Client: The Client is the party whose interests are to be served by the statements and deeds of the agent.


The following duties are required in addition to the duties noted above:


  • Obedience – Act subject to the client’s continuous control (following all lawful instructions).
  • Loyalty – Agent is prohibited from advancing any interests adverse to the client’s interest or taking any actions to the detriment of the client’s interest. Agent must keep the client’s best interests at heart at all times.
  • Total & Full Disclosure – Agent is required to disclose affirmatively and honestly all information concerning the transaction and property that might affect the client’s decisions.
  • Confidentiality – Agent is prohibited from communicating personal information about the client told to or learned by the agent within the scope of employment by the client. Personal information must be kept confidential unless the client releases the agent from this duty.
  • Full Accounting – This duty also requires the agent to safeguard money and property held on behalf of the client. Agent must also appropriately track all client paperwork.
  • Reasonable Care and Diligence – Agent is required to protect the client from foreseeable risks or harm and recommend that the client obtain expert advice or assistance when the client’s needs are outside the scope of the agent’s expertise. Agent is “the source of the source.”
  • Negotiation – Negotiate in your best interests with regard to property pricing and terms.
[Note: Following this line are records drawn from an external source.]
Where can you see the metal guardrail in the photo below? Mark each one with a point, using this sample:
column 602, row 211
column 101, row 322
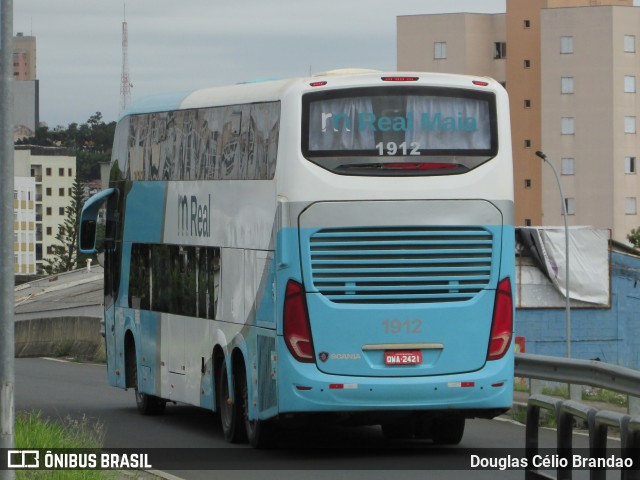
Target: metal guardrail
column 582, row 372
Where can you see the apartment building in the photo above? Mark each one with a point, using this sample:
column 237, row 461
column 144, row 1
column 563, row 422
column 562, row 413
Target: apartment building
column 26, row 110
column 570, row 68
column 24, row 225
column 53, row 172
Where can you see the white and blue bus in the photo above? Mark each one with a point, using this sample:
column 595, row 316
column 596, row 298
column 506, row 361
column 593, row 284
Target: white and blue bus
column 338, row 244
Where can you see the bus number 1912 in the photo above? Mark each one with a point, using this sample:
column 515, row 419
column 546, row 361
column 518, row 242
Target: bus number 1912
column 392, row 148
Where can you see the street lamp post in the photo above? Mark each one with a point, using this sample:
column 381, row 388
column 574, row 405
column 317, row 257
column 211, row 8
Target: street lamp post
column 566, row 248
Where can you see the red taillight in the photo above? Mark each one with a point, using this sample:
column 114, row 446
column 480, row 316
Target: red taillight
column 400, row 79
column 502, row 326
column 297, row 333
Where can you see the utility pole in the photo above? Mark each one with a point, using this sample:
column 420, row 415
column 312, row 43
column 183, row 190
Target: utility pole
column 7, row 347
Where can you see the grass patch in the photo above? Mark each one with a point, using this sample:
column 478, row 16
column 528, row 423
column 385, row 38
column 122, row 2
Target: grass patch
column 32, row 431
column 602, row 395
column 559, row 391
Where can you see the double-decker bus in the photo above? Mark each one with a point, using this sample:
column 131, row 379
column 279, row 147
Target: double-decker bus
column 338, row 244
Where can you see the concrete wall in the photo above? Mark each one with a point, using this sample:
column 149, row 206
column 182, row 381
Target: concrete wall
column 610, row 334
column 63, row 336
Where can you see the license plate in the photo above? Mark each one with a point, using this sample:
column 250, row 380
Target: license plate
column 403, row 357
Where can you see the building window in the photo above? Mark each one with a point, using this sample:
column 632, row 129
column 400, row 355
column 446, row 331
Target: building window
column 629, row 124
column 440, row 50
column 567, row 166
column 566, row 45
column 568, row 126
column 566, row 85
column 629, row 84
column 570, row 204
column 630, row 206
column 630, row 43
column 630, row 165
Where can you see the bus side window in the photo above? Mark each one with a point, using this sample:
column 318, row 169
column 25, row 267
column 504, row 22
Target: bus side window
column 140, row 277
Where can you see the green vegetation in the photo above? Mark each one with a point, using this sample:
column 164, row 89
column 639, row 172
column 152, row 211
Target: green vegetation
column 65, row 255
column 89, row 142
column 634, row 237
column 32, row 431
column 559, row 391
column 602, row 395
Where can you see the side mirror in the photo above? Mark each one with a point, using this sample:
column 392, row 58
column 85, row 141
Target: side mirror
column 89, row 221
column 88, row 231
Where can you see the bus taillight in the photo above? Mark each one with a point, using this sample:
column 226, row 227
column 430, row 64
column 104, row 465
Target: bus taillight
column 297, row 333
column 502, row 326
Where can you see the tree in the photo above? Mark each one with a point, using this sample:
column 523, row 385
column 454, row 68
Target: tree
column 89, row 142
column 66, row 255
column 634, row 237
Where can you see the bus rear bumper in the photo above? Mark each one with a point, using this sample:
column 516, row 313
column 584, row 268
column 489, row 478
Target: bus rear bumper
column 303, row 388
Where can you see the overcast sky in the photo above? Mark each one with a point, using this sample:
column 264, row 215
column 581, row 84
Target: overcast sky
column 188, row 44
column 184, row 45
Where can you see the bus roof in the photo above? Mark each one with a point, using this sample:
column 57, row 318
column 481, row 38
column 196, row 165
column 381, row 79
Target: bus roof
column 272, row 90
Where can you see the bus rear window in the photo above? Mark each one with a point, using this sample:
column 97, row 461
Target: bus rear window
column 399, row 131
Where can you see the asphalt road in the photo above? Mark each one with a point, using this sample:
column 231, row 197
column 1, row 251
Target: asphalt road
column 62, row 390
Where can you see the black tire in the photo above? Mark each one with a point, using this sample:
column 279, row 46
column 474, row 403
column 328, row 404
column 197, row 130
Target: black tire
column 260, row 433
column 448, row 430
column 231, row 416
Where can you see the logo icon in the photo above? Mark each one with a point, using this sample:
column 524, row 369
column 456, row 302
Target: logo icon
column 23, row 459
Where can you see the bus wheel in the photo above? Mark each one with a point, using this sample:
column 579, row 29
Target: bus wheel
column 230, row 411
column 260, row 433
column 448, row 430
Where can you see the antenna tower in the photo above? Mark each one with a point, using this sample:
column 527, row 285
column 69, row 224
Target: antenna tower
column 125, row 84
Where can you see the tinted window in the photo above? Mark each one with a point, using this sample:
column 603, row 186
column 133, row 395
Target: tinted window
column 399, row 130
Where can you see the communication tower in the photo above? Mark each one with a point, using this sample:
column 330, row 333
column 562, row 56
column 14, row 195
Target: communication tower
column 125, row 84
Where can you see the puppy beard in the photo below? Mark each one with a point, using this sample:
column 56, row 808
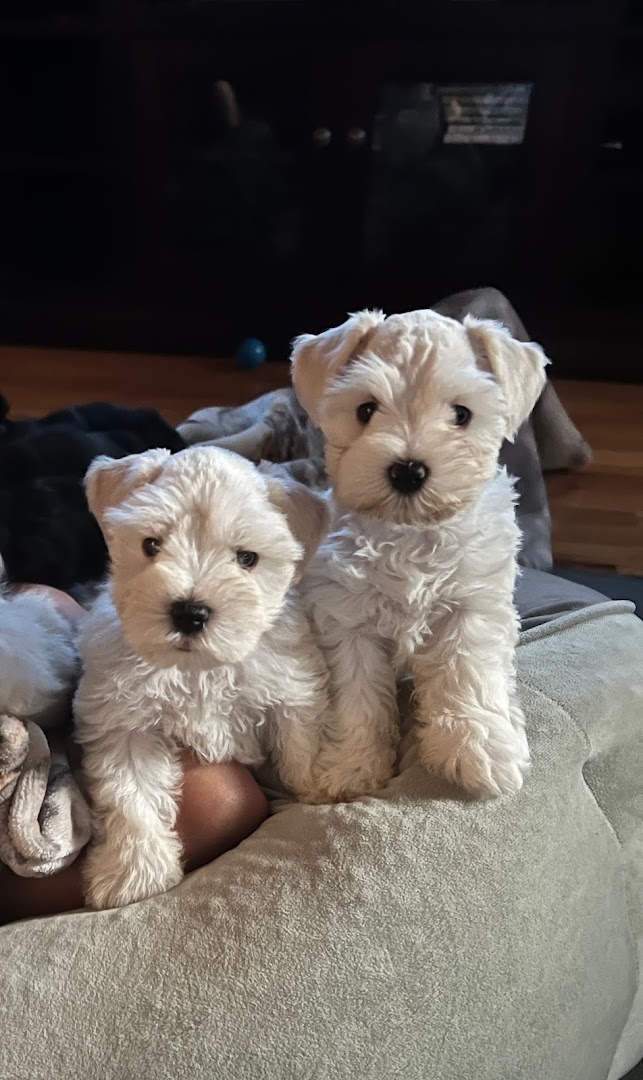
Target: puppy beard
column 231, row 633
column 361, row 484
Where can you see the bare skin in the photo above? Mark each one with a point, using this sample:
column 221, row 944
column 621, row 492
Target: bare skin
column 219, row 806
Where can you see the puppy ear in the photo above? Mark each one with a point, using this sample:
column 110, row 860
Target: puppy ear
column 110, row 481
column 318, row 360
column 518, row 366
column 307, row 514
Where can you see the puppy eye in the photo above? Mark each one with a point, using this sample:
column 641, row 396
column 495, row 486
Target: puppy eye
column 365, row 410
column 151, row 547
column 463, row 415
column 248, row 558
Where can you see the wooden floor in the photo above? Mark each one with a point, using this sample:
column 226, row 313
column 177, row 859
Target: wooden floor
column 598, row 513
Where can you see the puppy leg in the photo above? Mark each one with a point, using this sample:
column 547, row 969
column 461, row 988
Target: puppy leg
column 133, row 783
column 470, row 726
column 361, row 733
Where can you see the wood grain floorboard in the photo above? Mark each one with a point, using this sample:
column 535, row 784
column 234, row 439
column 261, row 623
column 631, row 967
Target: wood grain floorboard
column 598, row 512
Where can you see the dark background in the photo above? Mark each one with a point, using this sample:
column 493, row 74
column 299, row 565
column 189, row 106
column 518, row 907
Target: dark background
column 178, row 176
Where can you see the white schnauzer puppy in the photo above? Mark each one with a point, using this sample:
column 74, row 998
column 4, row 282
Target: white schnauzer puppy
column 196, row 642
column 417, row 575
column 38, row 658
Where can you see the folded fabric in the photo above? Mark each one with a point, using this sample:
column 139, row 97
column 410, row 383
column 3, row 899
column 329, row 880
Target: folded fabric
column 44, row 819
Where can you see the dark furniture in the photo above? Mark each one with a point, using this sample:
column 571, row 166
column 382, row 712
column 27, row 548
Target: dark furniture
column 176, row 176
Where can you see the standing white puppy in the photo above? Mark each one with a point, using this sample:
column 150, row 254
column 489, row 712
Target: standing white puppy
column 418, row 574
column 197, row 642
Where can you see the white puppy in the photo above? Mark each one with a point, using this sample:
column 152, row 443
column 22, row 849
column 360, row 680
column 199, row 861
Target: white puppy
column 196, row 642
column 419, row 570
column 38, row 658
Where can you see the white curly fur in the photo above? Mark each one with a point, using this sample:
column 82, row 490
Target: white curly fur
column 250, row 685
column 418, row 583
column 38, row 658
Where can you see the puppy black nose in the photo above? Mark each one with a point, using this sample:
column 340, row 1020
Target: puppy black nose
column 189, row 617
column 407, row 476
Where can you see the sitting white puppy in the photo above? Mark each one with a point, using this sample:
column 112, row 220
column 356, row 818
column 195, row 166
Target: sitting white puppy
column 196, row 642
column 417, row 576
column 38, row 658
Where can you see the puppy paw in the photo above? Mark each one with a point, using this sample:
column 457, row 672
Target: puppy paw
column 483, row 764
column 117, row 877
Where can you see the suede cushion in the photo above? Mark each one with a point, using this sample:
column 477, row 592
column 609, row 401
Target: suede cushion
column 415, row 934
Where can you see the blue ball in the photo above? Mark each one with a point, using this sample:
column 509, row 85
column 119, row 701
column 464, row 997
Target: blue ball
column 251, row 353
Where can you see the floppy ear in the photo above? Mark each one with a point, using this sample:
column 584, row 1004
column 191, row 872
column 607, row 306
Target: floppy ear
column 518, row 366
column 110, row 481
column 318, row 360
column 307, row 514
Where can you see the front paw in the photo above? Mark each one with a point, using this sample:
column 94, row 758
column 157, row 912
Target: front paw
column 482, row 761
column 116, row 876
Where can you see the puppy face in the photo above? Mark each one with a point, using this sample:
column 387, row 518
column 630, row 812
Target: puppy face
column 414, row 409
column 201, row 555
  • Why should I use a REALTOR?

Your REALTOR has expert knowledge of the market and all the changes taking place.  Working with a REALTOR saves you time and money and greatly reduces the stress and worry for you.  Your REALTOR will also be skilled in negotiations and will facilitate and prepare all the necessary paperwork.  Having REALTOR representation also greatly reduces your liability.  In a market like todays, this is more necessary than ever!  Your real estate professional should definitely be a full time agent, experienced, knowledgeable, assertive, and trustworthy.  When making one of the biggest investments of your life, it’s important for you to be represented exclusively by a buyer’s agent.


  • How much does it cost for me to be represented by a REALTOR when buying a house?

The best part about working with a REALTOR when buying a house is that the seller pays your REALTOR’s commission! REALTORS get paid through the seller, so there is really no reason not to use a REALTOR when buying a house.


  • What are some of the benefits of renting vs. buying?

The best benefit of owning a home vs. renting is that you’re not throwing your money away or helping someone else pay their mortgage!  There are incredible tax benefits for owning a home, as well as the added benefits of equity and appreciation.  The average net worth of a person who earns between $30,000-$50,000/year and owns a home is $126,500 vs. someone in that same income bracket renting is $10,600.  Owning a home also allows you to express your personal preferences in your home, like paint, remodeling, etc.  In addition, many landlords do not allow pets, especially larger dogs.  When you own your home, you don’t have to live under someone else’s rules.


  • What are some of the tax benefits of buying a home?

Owning a home is a great tax write-off – equivalent to having children or dependants.  Not only can you write off mortgage interest on your house payments every month (which is the majority of the payments), but you can also write off property tax and mortgage insurance.  Some tax professionals advise people to lower their withholdings on their paychecks, which will be offset by their home write off, to put more money in your pocket every pay period.  *See a tax professional for more details.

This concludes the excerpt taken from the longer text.